What’s up, practice?

Practice was a strategy for setting up protocols outside of creativity, outside of big art originating from the inventive artist. Does it still hold this promise when we have an expression like “practice based choreography”? Has practice become a technique, a style?

Practice was a strategy for questioning improvisation, ridding ourselves of improvisation that is based on an idea of individual creative expression which did not provide any actual freedom of movement but rather the “look of freedom” whilst dancing (the eyes looking around, the seemingly surprising yourself startling, the decently clumsy movements, the irregularities, in-symmetries, intermittent twitches). Can practice still do that? Is there still a need of doing that? Or has practice just become the new look of freedom?

Practice was a strategy for intertwining theory and practice, mind and body, the thinking process and the acting process into one inseparable activity.

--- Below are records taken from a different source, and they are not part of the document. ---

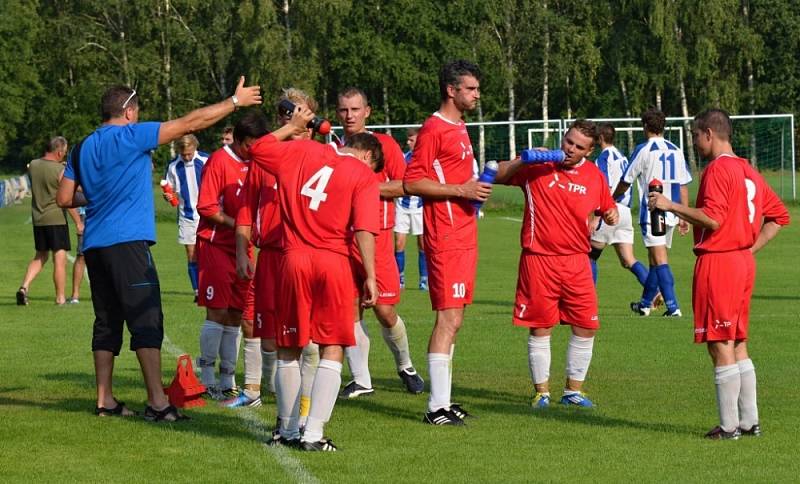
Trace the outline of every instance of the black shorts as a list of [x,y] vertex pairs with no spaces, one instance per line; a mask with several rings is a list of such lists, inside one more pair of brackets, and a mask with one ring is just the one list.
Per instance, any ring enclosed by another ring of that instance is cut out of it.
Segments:
[[[86,215],[81,215],[81,222],[86,223]],[[83,234],[75,234],[75,236],[78,238],[78,242],[75,244],[75,255],[80,257],[83,255]]]
[[128,323],[130,348],[161,348],[164,314],[158,273],[144,241],[89,249],[84,253],[94,306],[92,351],[118,355],[122,323]]
[[34,225],[33,244],[39,252],[70,250],[67,225]]

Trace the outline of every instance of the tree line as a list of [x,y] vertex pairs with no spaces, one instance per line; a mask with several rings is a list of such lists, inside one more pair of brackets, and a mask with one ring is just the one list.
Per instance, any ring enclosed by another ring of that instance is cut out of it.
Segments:
[[[800,2],[791,0],[4,0],[0,159],[21,168],[50,137],[100,123],[106,87],[166,120],[228,96],[240,74],[271,113],[283,87],[333,117],[358,86],[371,123],[421,122],[437,72],[483,71],[470,121],[797,112]],[[219,130],[201,133],[216,146]],[[211,147],[211,146],[209,146]],[[166,150],[166,149],[162,149]],[[168,151],[160,151],[163,161]]]

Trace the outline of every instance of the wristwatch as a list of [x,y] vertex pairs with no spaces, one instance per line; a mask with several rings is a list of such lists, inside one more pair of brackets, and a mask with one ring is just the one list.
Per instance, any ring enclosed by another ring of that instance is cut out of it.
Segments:
[[231,96],[231,101],[233,102],[233,110],[235,111],[235,110],[239,109],[239,98],[236,97],[236,94]]

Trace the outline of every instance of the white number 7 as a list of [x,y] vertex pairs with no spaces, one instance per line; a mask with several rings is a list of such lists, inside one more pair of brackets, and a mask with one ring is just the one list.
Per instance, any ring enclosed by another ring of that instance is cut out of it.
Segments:
[[[308,208],[311,210],[318,210],[319,204],[328,199],[328,194],[325,193],[325,187],[333,175],[333,168],[330,166],[323,166],[316,173],[311,175],[311,178],[303,184],[300,188],[300,195],[306,196],[311,199]],[[316,183],[316,186],[313,186]]]

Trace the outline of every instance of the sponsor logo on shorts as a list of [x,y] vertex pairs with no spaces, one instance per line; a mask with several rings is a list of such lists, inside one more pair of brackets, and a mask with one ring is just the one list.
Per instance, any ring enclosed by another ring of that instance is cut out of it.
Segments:
[[597,321],[597,319],[598,319],[598,318],[597,318],[597,315],[596,315],[596,314],[590,318],[590,320],[591,320],[591,321]]
[[378,294],[378,297],[395,297],[397,296],[396,292],[382,292]]
[[730,328],[730,327],[731,327],[730,321],[720,321],[719,319],[714,320],[714,329]]
[[706,332],[706,328],[695,328],[694,334],[703,334]]
[[283,335],[284,336],[286,336],[287,334],[290,334],[290,333],[297,334],[297,328],[290,328],[290,327],[286,326],[285,324],[283,324],[281,326],[283,326]]

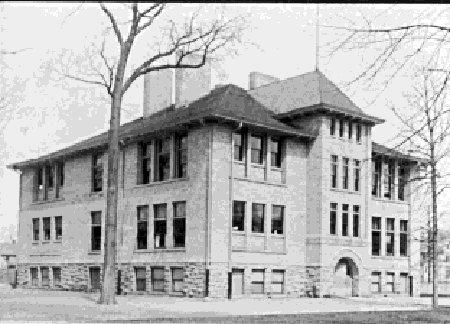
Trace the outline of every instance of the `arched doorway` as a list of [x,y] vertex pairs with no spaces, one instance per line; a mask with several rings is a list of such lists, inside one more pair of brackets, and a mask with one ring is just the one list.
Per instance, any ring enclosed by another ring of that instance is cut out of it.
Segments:
[[340,258],[334,267],[333,294],[342,297],[358,296],[358,267],[349,257]]

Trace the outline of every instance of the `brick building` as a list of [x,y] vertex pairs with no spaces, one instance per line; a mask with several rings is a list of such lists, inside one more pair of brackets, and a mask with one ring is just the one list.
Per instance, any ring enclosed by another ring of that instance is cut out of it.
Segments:
[[[146,77],[144,116],[121,127],[118,290],[418,293],[407,179],[420,161],[372,142],[381,119],[319,71],[212,91],[196,73],[174,87],[165,72]],[[20,171],[19,285],[99,288],[106,143],[9,166]]]

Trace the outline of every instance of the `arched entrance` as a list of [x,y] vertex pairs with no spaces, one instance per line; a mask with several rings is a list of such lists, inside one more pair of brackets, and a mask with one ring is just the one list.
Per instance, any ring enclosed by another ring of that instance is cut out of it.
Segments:
[[340,258],[334,267],[333,294],[342,297],[358,296],[358,275],[358,267],[351,258]]

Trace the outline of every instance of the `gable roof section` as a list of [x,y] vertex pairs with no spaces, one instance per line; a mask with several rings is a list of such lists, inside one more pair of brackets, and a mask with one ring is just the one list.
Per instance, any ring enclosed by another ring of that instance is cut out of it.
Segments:
[[[274,118],[274,113],[256,101],[244,89],[229,84],[212,90],[186,107],[175,108],[173,105],[146,118],[138,118],[120,127],[120,139],[132,139],[146,133],[176,128],[205,118],[222,121],[242,122],[246,125],[270,129],[279,133],[311,138],[309,134]],[[62,150],[8,165],[11,169],[20,169],[33,164],[58,159],[74,153],[88,151],[106,146],[108,132],[90,137]]]
[[321,108],[375,123],[382,122],[365,114],[320,71],[273,82],[250,90],[249,93],[263,105],[272,108],[278,117],[301,115]]
[[424,163],[424,164],[428,163],[427,159],[409,155],[409,154],[403,154],[402,152],[400,152],[398,150],[389,148],[385,145],[375,143],[375,142],[372,142],[372,153],[396,157],[398,159],[408,160],[408,161],[417,162],[417,163]]

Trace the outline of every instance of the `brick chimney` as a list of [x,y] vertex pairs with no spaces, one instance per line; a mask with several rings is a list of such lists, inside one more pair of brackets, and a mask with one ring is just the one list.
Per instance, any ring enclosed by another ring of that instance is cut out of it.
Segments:
[[264,74],[261,72],[250,72],[248,75],[248,89],[253,90],[255,88],[259,88],[263,85],[279,81],[280,79]]
[[[201,56],[191,55],[185,63],[201,62]],[[198,69],[167,69],[144,76],[143,115],[148,117],[172,104],[180,107],[206,95],[211,90],[211,60]]]

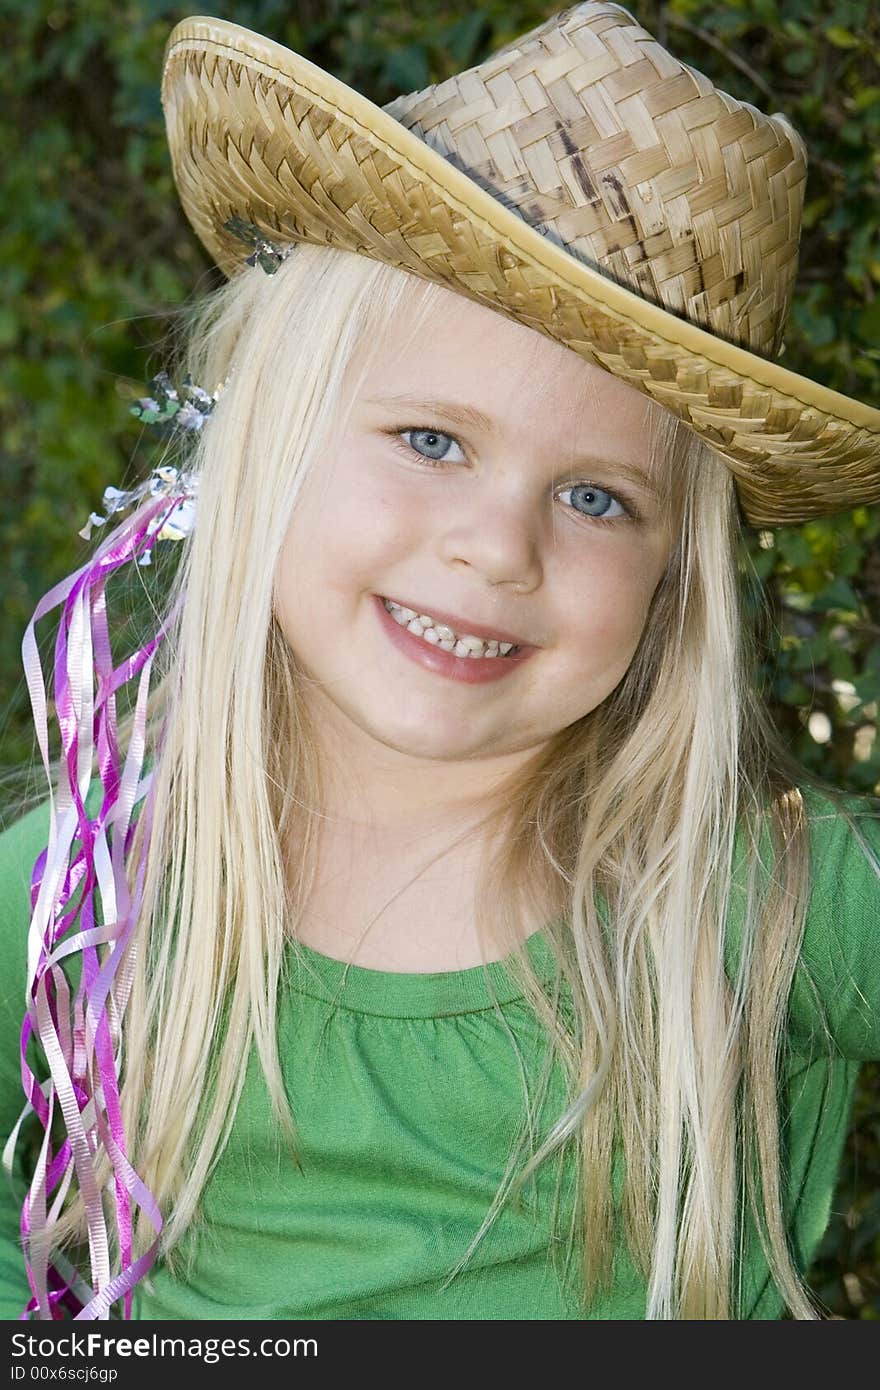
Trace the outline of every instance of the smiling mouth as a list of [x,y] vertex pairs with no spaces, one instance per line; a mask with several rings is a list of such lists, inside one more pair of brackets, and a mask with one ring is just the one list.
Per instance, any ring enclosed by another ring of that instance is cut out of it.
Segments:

Practice described as a knowledge produced through repetition, a know-how intrinsic to its doing. Now, with practice being a well-known method for producing choreography (of making dances), and with texts, seminars and symposiums on practices taking place, does it still produce that inseparable knowledge? How can practices provide space for criticism and analysis within their practice without regressing to a knowledge regime which requires us to step out, to analyze from a distance? How can we insist on staying within what we do and still provides space for criticality?

Based on three practical examples of choreographic practices from my work and the theories feeding into them, we will try to figure out what use practice can be for contemporary choreography. What is the problem with practice today? Why did we get interested in practice and does it still serve a purpose? What is the practice we need, or, what do we need to practice?

This practice workshop was developed for the MA students in choreography at KHiO in Oslo, January 2015.